Correctness: In Definition 5 (p.3, line 97-99), I guess $d(( e, t_1 ), ( e, t_2 )) = w(e) | t_1 - t_2 |$, since in the current definition $d(( e, t ), ( e, t ))$ becomes infinite. Also, when constructing the metric graph X, you should quotient as X = E\times[0,1]/\sim$, where (e_1, 0) ~ (e_2, 0) if e_1 = (v, v_1) and e_2 = (v, v_2) (and similar for (e_1, 0) ~ (e_2, 1), (e_1, 1) ~ (e_2, 0), (e_1, 1) ~ (e_2, 1) as well). And you should also define how the distance should be defined between ( e_1, t_1 ) and ( e_2, t_2 ). Also in Supplement, p.5, line 534: "Let $x, y \in X$ and let $r \in g(x, y)$" -> "Let $x, y \in X$, then $r \in g(x, y)$"
Clarity: I think the paper is overall clearly written, except that some definitions and statements are not fully clearly written as I mentioned in Correctness.

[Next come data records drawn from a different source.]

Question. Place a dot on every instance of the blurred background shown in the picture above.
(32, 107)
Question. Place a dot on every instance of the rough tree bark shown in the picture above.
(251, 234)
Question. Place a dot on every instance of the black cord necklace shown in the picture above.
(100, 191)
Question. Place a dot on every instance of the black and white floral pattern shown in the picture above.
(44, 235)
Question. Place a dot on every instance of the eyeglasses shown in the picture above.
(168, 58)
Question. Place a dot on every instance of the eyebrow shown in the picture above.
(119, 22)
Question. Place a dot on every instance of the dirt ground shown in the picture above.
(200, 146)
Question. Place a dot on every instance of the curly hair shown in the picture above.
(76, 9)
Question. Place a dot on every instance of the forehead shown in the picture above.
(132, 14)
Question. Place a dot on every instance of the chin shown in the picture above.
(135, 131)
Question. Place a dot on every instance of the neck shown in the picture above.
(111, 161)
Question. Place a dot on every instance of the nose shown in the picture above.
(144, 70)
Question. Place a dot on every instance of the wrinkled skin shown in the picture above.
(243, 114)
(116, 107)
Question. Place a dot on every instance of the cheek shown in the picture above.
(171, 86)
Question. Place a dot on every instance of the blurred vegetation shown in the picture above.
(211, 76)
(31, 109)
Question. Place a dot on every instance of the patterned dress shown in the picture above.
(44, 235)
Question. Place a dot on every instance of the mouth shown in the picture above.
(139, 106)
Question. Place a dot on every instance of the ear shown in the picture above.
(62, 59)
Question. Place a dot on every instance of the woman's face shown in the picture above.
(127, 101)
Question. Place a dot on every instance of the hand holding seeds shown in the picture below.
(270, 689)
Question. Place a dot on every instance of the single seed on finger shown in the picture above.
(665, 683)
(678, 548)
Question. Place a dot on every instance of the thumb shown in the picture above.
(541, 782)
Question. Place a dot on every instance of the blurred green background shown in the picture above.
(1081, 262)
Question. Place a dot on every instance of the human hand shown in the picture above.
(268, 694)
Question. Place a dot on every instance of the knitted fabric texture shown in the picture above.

Relation to Prior Work: I think the comparison to related work is well discussed in Section 1.
Reproducibility: Yes
Additional Feedback: Minor typos: p.2, line 59: "take as an input graphs, not metrics" -> "take as input graphs, not metrics" p.3, line 95: "a a weighted tree" -> "a weighted tree" p.3, line 116: "a hyperbolic representations" -> "hyperbolic representations" p.4, line 130: "that that" -> "that" p.4, line 155: "let us defining" -> "let us define" p.7, line 254: "the we" -> "we" Supplement, p.4, line 525: "let us defining" -> "let us define" Supplement, p.17, line 617: "$\pi y, \pi z$" -> "$\pi y, \pi z$." I read the authors' feedback and I agree with their comments, so I increase the overall score to 6. As I have suggested, I think it would be helpful to highlight how the suggested method differs from and is better than existing approaches.